Objective of Central Bank Interventions

The primary goal of such interventions is to prevent extreme fluctuations in exchange rates that could have severe repercussions on the domestic economy. These actions are taken to safeguard economic stability from sudden market movements.

Evolution of Exchange Rate Systems

Historically, many industrialized nations adhered to a fixed exchange rate system until the late 20th century. With the emergence of trade liberalization and globalization, these systems evolved, leading most developed countries to adopt officially free-floating exchange rates, albeit with occasional central bank intervention to control volatility.
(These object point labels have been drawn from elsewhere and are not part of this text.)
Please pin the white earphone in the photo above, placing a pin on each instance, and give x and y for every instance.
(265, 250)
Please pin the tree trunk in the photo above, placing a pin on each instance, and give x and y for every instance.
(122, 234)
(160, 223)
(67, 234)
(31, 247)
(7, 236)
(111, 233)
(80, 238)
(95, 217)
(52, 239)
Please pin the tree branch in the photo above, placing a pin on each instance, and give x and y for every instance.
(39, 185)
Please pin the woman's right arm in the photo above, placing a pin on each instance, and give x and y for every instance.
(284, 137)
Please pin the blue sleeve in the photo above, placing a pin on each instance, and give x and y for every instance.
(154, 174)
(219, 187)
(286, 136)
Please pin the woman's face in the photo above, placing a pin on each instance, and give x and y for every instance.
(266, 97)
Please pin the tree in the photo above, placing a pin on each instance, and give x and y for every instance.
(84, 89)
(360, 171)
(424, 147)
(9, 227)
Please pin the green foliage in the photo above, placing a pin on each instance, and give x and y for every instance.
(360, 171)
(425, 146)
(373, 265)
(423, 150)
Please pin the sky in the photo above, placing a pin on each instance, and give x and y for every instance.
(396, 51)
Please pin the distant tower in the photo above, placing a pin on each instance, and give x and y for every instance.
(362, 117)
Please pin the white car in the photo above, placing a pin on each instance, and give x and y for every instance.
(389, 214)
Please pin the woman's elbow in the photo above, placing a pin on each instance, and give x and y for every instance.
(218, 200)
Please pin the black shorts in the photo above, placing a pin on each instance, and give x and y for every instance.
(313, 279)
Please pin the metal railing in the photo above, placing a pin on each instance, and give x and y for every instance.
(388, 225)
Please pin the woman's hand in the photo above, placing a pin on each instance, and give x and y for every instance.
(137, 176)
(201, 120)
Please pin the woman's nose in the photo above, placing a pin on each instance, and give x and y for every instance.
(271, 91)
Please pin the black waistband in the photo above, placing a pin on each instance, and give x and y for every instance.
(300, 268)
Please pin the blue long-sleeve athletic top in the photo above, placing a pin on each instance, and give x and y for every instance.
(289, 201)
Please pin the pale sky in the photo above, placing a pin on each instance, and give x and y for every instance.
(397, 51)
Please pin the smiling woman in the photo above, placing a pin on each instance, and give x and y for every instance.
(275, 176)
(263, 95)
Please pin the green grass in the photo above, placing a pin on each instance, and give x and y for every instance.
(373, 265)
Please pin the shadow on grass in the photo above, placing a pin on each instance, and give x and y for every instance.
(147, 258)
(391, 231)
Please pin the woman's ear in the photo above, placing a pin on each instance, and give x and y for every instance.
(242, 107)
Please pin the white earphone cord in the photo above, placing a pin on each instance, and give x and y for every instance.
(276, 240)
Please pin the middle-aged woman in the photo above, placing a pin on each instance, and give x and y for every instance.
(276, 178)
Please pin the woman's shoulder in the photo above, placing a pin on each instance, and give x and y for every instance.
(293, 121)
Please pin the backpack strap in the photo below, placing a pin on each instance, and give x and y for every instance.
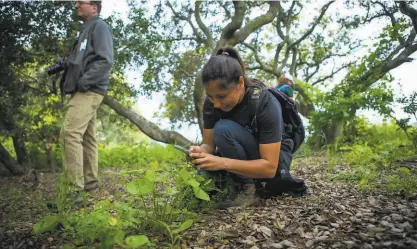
(256, 98)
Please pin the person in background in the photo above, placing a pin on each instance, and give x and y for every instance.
(86, 83)
(286, 85)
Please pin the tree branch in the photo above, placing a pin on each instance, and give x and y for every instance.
(147, 127)
(281, 14)
(188, 19)
(318, 20)
(262, 65)
(334, 72)
(256, 23)
(392, 18)
(410, 12)
(237, 20)
(203, 27)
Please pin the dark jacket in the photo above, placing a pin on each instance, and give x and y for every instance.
(90, 61)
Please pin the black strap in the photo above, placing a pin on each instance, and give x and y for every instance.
(256, 98)
(64, 75)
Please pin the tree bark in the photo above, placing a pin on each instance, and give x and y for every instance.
(8, 162)
(147, 127)
(20, 148)
(17, 136)
(334, 131)
(4, 171)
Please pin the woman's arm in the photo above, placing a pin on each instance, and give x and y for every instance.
(265, 167)
(208, 144)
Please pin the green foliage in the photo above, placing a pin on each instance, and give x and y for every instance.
(368, 153)
(139, 154)
(161, 189)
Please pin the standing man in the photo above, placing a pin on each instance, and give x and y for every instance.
(86, 81)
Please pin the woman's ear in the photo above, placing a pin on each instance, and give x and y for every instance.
(241, 82)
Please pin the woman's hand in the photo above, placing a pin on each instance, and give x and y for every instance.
(206, 161)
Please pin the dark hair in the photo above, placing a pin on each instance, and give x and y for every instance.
(226, 66)
(98, 3)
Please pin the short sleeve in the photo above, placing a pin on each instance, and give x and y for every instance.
(209, 115)
(269, 118)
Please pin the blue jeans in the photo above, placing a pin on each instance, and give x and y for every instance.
(235, 142)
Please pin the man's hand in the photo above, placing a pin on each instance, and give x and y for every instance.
(206, 161)
(197, 149)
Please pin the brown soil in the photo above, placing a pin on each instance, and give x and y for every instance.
(332, 215)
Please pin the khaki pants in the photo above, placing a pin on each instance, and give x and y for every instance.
(79, 134)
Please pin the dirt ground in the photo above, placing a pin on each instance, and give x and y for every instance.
(331, 215)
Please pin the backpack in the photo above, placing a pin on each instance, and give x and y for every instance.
(293, 125)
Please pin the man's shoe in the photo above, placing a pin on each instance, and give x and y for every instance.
(91, 187)
(245, 197)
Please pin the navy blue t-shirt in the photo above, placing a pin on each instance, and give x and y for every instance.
(269, 116)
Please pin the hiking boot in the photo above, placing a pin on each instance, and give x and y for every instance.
(91, 187)
(244, 198)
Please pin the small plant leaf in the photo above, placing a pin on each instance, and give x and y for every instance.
(136, 240)
(113, 221)
(48, 223)
(200, 194)
(184, 226)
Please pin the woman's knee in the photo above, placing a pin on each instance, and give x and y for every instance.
(223, 130)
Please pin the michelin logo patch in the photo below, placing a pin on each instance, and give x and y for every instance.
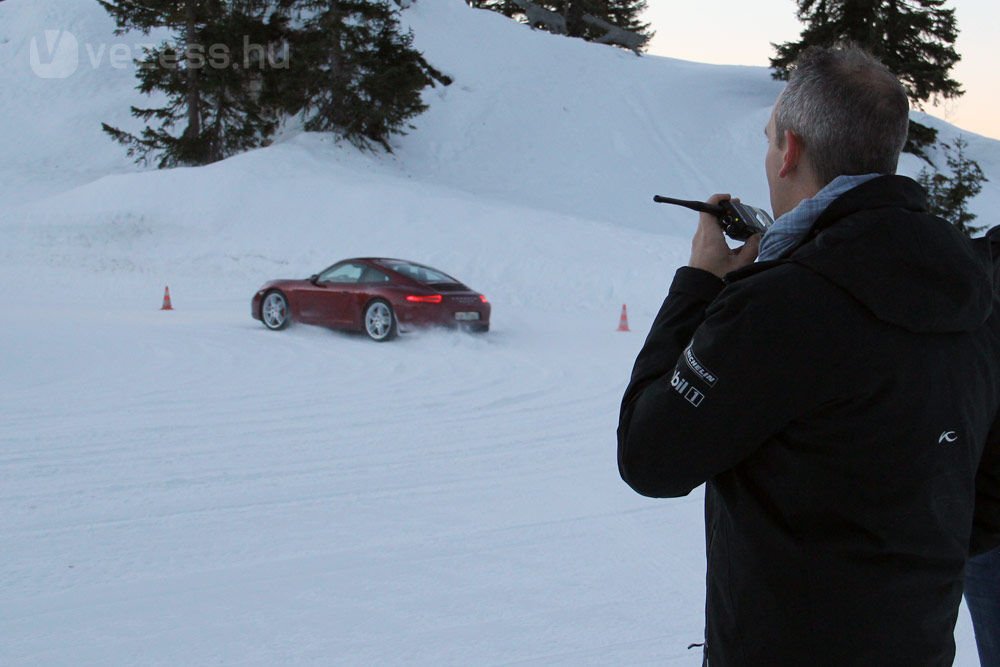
(696, 366)
(684, 388)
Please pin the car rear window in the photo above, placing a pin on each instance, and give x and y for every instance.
(423, 274)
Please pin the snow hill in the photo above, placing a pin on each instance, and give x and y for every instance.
(188, 488)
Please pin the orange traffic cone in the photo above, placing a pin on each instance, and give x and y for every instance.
(623, 322)
(166, 299)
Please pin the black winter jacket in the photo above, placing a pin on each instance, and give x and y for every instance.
(838, 403)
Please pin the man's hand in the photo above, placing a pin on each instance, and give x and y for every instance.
(709, 250)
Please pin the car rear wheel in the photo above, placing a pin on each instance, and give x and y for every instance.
(274, 311)
(380, 321)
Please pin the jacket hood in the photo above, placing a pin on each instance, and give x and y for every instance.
(908, 267)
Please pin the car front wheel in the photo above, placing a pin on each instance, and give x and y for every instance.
(274, 311)
(380, 321)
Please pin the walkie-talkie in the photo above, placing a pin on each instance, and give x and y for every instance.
(739, 221)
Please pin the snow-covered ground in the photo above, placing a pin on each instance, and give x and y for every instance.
(187, 487)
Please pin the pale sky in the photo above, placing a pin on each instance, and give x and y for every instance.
(739, 32)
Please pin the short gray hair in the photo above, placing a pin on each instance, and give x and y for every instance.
(850, 111)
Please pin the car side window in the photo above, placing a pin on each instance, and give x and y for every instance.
(342, 273)
(373, 276)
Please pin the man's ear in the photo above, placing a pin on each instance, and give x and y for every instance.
(792, 155)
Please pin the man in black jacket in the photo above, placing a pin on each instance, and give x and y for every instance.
(839, 396)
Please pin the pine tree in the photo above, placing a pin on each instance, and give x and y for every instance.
(354, 72)
(212, 73)
(614, 22)
(948, 196)
(914, 38)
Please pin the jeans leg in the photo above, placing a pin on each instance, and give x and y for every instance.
(982, 595)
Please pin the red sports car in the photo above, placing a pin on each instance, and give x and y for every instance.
(381, 297)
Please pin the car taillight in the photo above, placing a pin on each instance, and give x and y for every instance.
(433, 298)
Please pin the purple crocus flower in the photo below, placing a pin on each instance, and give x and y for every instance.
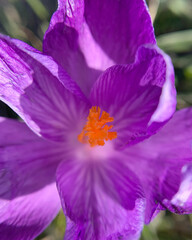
(94, 104)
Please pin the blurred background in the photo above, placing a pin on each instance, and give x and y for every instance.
(29, 19)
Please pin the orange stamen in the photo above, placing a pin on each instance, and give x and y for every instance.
(96, 130)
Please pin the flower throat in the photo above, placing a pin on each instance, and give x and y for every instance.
(96, 130)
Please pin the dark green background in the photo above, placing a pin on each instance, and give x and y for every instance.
(29, 19)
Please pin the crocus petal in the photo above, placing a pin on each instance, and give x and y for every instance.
(28, 195)
(86, 37)
(35, 87)
(141, 96)
(102, 199)
(182, 201)
(25, 217)
(165, 165)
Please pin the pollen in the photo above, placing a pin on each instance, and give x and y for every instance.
(96, 130)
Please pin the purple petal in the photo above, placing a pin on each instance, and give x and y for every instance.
(161, 159)
(25, 217)
(141, 96)
(87, 37)
(182, 201)
(102, 198)
(34, 86)
(28, 197)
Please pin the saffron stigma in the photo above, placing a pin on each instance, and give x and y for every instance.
(96, 131)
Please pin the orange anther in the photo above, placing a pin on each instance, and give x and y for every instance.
(96, 130)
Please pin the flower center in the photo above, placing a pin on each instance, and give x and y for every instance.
(96, 130)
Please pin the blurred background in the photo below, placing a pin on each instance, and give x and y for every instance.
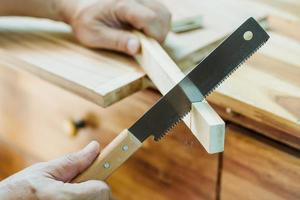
(40, 115)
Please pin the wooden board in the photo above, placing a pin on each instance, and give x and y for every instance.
(30, 120)
(258, 168)
(54, 55)
(203, 121)
(266, 90)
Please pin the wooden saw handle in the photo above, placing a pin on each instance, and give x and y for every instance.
(115, 154)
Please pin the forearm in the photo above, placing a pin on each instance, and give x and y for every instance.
(51, 9)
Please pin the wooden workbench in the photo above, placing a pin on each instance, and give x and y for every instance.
(260, 104)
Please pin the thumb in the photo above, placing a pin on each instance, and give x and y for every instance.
(116, 39)
(69, 166)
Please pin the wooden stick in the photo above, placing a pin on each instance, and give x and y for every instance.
(203, 121)
(111, 158)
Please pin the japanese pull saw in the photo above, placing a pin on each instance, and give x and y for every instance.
(172, 107)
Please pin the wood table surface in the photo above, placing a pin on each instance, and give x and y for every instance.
(265, 91)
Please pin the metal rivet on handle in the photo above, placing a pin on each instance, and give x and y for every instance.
(106, 165)
(125, 148)
(248, 35)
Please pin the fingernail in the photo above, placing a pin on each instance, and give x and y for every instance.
(133, 46)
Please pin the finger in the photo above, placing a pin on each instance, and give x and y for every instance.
(69, 166)
(93, 190)
(115, 39)
(143, 18)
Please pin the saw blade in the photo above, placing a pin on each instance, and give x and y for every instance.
(201, 81)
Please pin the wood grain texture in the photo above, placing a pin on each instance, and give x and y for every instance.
(32, 114)
(182, 170)
(266, 89)
(257, 168)
(100, 76)
(203, 121)
(111, 157)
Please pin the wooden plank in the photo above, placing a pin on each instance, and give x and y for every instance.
(257, 168)
(102, 77)
(30, 120)
(205, 124)
(273, 97)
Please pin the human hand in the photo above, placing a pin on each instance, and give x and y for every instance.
(106, 23)
(50, 180)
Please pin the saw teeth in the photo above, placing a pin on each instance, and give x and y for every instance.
(171, 127)
(181, 117)
(229, 74)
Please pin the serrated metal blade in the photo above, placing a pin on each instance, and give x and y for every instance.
(203, 79)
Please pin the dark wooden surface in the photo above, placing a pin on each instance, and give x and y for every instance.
(32, 115)
(255, 167)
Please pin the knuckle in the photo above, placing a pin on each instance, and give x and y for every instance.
(71, 157)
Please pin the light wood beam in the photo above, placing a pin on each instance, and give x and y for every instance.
(203, 121)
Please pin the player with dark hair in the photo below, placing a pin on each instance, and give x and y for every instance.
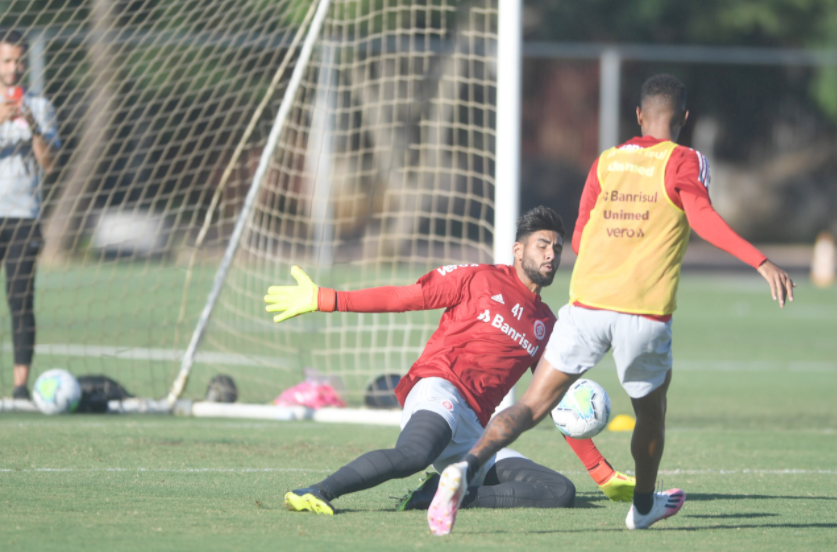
(494, 328)
(28, 140)
(638, 203)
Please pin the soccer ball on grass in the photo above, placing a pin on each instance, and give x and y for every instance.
(584, 410)
(56, 392)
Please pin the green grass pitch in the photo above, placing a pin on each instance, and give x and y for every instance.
(751, 438)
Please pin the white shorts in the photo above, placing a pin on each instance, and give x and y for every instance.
(440, 396)
(641, 347)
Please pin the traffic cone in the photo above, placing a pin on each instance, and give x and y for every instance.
(823, 261)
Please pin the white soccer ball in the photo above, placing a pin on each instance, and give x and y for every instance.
(584, 410)
(56, 392)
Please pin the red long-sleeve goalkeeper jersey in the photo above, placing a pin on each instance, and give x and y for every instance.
(492, 330)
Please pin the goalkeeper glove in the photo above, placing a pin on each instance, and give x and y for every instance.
(293, 300)
(619, 488)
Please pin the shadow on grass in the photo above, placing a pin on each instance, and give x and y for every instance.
(671, 529)
(691, 497)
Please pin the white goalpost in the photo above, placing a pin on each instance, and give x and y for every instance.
(367, 141)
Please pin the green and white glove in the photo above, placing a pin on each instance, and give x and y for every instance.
(292, 300)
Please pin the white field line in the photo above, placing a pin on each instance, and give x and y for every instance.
(302, 470)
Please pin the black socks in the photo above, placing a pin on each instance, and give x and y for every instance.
(643, 502)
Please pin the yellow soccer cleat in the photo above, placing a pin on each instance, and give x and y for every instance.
(619, 488)
(308, 500)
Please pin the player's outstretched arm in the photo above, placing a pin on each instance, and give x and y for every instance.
(292, 301)
(781, 286)
(546, 390)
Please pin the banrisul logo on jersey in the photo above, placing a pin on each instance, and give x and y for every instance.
(499, 322)
(540, 329)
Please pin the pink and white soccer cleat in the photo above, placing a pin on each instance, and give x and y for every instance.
(452, 487)
(666, 504)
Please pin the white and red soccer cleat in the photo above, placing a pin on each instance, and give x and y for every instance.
(452, 487)
(666, 504)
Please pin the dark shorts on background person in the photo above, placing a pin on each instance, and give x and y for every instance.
(20, 244)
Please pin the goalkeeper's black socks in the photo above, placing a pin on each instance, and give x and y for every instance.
(521, 483)
(421, 441)
(643, 502)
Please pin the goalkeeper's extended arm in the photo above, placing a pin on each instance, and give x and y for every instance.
(306, 297)
(292, 301)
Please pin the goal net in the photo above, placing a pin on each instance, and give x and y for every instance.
(380, 170)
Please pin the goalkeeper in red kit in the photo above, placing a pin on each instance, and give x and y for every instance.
(639, 203)
(494, 328)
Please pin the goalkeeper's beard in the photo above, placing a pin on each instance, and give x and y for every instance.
(532, 270)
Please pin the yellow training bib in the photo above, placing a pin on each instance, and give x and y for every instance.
(633, 245)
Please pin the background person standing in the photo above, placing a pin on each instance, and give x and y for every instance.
(28, 142)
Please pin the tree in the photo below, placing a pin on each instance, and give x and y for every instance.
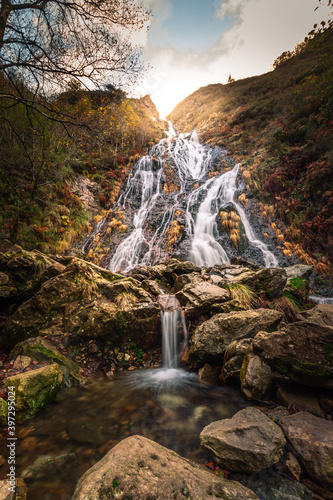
(47, 43)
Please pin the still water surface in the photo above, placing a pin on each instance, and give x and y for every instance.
(169, 406)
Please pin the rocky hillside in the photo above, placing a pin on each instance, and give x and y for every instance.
(279, 125)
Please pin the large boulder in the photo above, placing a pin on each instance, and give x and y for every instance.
(40, 349)
(140, 469)
(256, 377)
(312, 439)
(302, 352)
(212, 337)
(34, 390)
(22, 273)
(199, 295)
(90, 301)
(269, 282)
(247, 442)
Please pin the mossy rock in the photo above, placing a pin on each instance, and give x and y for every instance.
(34, 390)
(3, 411)
(40, 349)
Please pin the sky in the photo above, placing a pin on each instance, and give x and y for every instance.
(193, 43)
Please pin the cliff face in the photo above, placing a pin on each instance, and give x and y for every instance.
(279, 125)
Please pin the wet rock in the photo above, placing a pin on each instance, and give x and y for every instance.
(247, 442)
(141, 469)
(269, 485)
(269, 282)
(199, 296)
(21, 362)
(3, 411)
(312, 439)
(211, 339)
(233, 359)
(46, 465)
(301, 398)
(256, 377)
(23, 273)
(301, 352)
(322, 314)
(34, 390)
(209, 374)
(40, 349)
(90, 301)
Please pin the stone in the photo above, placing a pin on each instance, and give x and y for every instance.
(91, 302)
(247, 442)
(140, 469)
(21, 362)
(322, 314)
(20, 490)
(256, 377)
(269, 485)
(209, 374)
(198, 296)
(301, 353)
(269, 282)
(212, 337)
(312, 439)
(233, 359)
(3, 411)
(40, 349)
(34, 390)
(302, 398)
(27, 271)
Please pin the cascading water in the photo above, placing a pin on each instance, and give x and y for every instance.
(180, 184)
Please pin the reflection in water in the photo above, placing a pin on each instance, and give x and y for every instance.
(169, 406)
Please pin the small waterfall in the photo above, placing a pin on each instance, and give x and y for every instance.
(173, 325)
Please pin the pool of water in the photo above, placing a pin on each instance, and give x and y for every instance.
(169, 406)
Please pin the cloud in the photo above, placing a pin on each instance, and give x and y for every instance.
(261, 31)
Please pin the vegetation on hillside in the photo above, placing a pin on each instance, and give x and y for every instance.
(40, 159)
(280, 126)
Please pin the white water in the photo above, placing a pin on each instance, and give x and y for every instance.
(189, 161)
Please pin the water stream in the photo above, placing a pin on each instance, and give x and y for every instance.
(175, 178)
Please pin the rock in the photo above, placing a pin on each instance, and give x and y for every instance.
(322, 314)
(24, 272)
(312, 439)
(34, 390)
(198, 296)
(302, 398)
(302, 352)
(269, 282)
(256, 377)
(299, 271)
(45, 465)
(3, 411)
(211, 339)
(209, 374)
(40, 349)
(21, 362)
(269, 485)
(92, 302)
(19, 490)
(141, 469)
(247, 442)
(233, 359)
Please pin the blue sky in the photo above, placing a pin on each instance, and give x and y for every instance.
(191, 25)
(193, 43)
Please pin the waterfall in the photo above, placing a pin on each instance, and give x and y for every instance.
(177, 177)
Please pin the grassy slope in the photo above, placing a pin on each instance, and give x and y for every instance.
(279, 125)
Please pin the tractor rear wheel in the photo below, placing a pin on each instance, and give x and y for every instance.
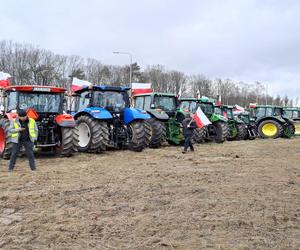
(137, 136)
(270, 129)
(93, 135)
(221, 131)
(157, 132)
(289, 131)
(69, 142)
(5, 143)
(199, 135)
(242, 131)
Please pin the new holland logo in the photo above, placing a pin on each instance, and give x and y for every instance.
(42, 89)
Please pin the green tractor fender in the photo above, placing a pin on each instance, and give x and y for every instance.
(159, 115)
(216, 118)
(278, 119)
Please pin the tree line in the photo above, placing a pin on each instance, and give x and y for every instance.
(33, 65)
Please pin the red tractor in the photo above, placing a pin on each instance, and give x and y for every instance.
(45, 104)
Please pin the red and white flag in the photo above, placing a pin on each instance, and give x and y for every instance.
(141, 88)
(79, 84)
(200, 118)
(4, 79)
(238, 109)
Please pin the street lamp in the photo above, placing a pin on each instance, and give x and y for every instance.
(130, 73)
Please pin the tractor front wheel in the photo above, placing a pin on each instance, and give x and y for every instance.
(137, 136)
(270, 129)
(93, 135)
(221, 129)
(69, 142)
(5, 143)
(199, 135)
(157, 132)
(242, 131)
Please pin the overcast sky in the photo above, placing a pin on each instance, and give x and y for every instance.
(251, 40)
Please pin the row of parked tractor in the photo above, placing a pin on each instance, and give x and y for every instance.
(96, 118)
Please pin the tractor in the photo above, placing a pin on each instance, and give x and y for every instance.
(272, 122)
(237, 127)
(218, 130)
(249, 124)
(56, 129)
(294, 114)
(104, 119)
(166, 118)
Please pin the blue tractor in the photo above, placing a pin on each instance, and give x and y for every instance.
(105, 119)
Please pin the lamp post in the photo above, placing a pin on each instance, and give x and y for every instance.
(130, 68)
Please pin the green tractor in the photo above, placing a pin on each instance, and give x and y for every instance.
(250, 125)
(294, 114)
(272, 122)
(166, 118)
(217, 130)
(237, 127)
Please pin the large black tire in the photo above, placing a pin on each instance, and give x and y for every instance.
(221, 131)
(199, 135)
(242, 131)
(278, 133)
(137, 136)
(97, 135)
(69, 142)
(6, 152)
(289, 131)
(157, 132)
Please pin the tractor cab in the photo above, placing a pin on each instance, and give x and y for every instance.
(47, 106)
(294, 114)
(113, 99)
(188, 104)
(166, 117)
(272, 121)
(106, 119)
(227, 112)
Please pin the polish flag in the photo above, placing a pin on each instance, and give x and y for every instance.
(78, 84)
(219, 103)
(238, 109)
(200, 118)
(4, 79)
(141, 88)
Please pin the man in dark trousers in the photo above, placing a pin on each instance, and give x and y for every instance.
(188, 125)
(23, 131)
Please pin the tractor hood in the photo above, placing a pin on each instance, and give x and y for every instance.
(131, 114)
(95, 112)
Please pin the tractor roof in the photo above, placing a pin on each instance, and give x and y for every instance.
(207, 99)
(188, 99)
(227, 106)
(35, 88)
(104, 88)
(267, 106)
(292, 108)
(157, 93)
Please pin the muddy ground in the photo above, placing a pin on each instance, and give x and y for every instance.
(239, 195)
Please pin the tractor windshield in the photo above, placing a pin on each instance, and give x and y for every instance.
(166, 103)
(207, 108)
(41, 102)
(218, 110)
(245, 118)
(189, 106)
(110, 99)
(228, 113)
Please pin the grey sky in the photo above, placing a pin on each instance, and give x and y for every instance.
(243, 40)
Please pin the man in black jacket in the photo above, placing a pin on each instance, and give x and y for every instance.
(188, 125)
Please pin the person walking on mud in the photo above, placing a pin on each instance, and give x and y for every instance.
(23, 131)
(188, 125)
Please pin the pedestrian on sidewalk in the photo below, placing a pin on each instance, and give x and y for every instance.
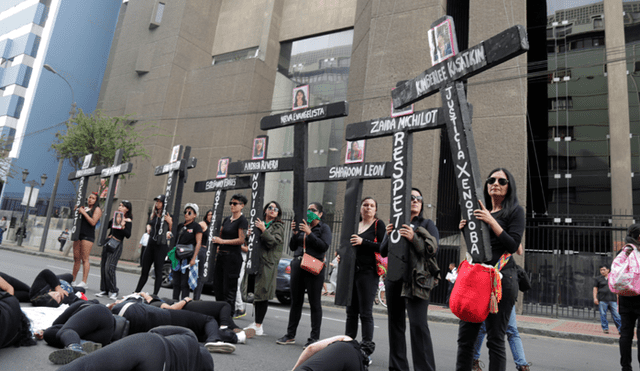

Benefits to International Business

Central bank efforts to stabilize currency values can benefit international businesses by reducing currency risk, making financial planning more predictable.

Case Study: The Swiss National Bank

As an illustration, the Swiss National Bank once set a 'currency floor' at 1.20 for the EURCHF pair to prevent the Swiss franc from appreciating too much against the euro, safeguarding Swiss export competitiveness. However, in January 2005, the SNB unexpectedly ceased defending this floor, leading to a significant devaluation of the euro.